As if the speculative EV mania needed any more fuel thrown on its fire, Japan is joining numerous other countries - and California - in setting a date to make all new cars electric and "eco friendly" by the mid 2030's.
The country's Ministry of Economy, Trade and Industry has said they are considering abolishing conventional cars and shifting purely to hybrids and electrics within the next 10 to 20 years, according to Nikkei.
The move is part of a broader plan for the entire country to go "zero emissions" by 2050. Vehicles made up 16% of the country's total emissions in 2018, according to the report. An official announcement is expected later this month at a conference attended by experts and car industry executives. This will be followed by more concrete plans and timelines.

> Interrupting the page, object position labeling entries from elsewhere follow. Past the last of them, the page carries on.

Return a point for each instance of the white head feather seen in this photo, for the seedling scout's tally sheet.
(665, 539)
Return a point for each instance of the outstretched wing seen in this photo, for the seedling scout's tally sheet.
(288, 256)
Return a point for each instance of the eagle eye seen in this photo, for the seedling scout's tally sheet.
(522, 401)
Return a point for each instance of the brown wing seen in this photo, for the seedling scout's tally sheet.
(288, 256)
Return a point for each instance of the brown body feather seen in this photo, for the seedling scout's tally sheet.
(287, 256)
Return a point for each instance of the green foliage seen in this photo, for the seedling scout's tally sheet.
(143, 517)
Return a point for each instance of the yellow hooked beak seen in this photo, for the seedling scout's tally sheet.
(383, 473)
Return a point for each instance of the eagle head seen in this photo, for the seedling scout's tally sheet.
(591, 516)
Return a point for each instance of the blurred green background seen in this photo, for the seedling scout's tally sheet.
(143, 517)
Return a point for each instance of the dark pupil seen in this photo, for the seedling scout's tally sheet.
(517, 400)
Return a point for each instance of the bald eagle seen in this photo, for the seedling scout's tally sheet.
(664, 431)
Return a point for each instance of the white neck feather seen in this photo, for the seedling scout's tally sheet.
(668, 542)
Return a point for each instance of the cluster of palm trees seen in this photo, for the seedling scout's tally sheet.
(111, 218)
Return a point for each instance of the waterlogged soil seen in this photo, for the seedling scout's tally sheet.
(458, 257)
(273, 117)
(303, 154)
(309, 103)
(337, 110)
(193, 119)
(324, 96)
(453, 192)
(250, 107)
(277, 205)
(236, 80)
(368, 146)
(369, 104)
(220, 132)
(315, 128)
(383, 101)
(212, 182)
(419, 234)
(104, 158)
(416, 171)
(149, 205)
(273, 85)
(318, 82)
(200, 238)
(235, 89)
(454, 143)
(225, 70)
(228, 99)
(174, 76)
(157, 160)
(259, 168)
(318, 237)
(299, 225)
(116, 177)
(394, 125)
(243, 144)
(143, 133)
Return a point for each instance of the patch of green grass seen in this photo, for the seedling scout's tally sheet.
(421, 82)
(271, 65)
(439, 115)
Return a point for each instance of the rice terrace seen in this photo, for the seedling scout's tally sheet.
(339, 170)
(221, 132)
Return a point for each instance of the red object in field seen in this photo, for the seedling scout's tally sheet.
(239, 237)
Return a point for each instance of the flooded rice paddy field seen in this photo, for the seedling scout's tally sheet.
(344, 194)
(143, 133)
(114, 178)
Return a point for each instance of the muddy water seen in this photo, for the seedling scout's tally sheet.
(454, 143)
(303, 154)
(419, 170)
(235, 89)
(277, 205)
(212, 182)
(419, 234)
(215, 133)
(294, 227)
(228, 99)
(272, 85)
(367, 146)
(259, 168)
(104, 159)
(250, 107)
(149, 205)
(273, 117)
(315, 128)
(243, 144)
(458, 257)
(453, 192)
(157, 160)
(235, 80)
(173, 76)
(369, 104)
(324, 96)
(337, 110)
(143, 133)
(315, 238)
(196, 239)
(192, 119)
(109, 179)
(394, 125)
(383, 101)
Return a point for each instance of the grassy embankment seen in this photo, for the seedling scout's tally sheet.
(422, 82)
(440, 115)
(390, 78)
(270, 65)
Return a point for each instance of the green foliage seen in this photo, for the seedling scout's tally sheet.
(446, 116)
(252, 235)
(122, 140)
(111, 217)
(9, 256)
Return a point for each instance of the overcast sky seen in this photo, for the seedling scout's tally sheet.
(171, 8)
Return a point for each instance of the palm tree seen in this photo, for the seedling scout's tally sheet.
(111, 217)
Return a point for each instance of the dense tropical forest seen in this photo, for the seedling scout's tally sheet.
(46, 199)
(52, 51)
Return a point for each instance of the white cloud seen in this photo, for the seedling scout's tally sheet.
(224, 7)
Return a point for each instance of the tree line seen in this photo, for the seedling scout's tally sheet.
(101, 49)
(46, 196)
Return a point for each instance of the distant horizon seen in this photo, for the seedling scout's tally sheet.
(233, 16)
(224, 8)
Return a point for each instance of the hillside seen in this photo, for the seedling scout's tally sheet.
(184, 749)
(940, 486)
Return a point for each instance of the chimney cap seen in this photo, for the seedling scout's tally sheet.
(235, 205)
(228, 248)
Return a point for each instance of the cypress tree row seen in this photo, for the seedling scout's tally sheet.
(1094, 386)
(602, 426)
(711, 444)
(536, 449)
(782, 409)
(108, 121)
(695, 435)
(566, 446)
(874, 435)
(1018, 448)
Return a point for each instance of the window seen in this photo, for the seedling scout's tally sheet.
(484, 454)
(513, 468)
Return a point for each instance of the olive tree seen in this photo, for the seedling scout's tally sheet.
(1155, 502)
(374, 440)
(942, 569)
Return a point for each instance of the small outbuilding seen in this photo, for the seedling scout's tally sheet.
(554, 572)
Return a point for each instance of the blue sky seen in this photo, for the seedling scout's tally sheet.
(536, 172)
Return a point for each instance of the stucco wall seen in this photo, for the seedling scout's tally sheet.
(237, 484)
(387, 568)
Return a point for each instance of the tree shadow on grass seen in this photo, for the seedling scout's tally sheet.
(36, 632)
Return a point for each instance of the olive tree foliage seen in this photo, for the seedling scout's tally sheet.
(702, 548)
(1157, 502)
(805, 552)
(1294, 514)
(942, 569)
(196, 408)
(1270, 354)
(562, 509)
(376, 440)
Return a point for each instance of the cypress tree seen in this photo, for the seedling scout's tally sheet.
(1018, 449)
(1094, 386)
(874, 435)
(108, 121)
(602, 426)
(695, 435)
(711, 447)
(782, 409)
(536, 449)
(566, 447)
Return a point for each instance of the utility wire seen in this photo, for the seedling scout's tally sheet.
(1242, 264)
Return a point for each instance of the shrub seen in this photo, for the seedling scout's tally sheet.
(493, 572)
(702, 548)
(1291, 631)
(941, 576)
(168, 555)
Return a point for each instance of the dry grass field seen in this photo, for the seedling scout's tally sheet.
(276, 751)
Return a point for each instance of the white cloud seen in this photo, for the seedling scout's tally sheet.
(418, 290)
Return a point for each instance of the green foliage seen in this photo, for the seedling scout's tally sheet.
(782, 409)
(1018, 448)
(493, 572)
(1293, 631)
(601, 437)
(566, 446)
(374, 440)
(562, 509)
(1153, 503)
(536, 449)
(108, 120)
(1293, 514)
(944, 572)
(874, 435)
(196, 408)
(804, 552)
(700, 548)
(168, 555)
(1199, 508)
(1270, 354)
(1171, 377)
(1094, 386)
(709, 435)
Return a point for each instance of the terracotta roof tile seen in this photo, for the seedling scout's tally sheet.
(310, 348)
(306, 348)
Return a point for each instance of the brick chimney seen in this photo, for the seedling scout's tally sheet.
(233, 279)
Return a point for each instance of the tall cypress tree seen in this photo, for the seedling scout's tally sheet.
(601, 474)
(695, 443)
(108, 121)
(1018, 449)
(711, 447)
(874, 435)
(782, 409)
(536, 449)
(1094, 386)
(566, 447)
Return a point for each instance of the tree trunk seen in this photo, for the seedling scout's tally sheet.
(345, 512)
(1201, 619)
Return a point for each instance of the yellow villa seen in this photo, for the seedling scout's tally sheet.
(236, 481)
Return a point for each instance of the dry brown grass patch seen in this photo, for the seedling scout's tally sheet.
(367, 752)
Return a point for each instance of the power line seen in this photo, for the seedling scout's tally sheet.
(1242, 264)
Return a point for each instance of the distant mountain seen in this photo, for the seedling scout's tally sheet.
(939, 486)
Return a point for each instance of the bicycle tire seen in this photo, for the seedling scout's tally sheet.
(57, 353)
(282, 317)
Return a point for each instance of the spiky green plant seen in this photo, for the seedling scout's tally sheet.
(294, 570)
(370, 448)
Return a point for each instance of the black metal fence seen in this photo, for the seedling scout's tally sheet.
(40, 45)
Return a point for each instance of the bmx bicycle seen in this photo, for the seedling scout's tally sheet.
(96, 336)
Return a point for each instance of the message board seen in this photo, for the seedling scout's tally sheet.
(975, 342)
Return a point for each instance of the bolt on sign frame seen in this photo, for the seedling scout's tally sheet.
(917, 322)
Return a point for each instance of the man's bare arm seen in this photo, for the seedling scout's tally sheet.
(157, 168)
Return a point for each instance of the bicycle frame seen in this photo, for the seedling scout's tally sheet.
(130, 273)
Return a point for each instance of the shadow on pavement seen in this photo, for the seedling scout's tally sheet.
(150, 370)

"Many territories" have already said they are going to ban the sale of new ICE vehicles by 2030, the report says.
Currently, the country is focused on making car makers improve efficiency by 30% by the end of 2030. The country does not plan on banning hybrids. Key auto makers in Japan have already offered their support: Toyota has stated they will offer an electric option for all models by 2025 and Nissan aims to raise its ratio of hybrid to electric cars from 30% to 60% by as early as 2023.
The U.K. already has similar legislation planned, banning ICE cars by 2030 and hybrids by 2035. California will also ban sales of new ICE cars by 2035. France has said they will do the same by 2040.
China is considering implementing similar rules by 2035, allowing a mix of EVs and hybrids.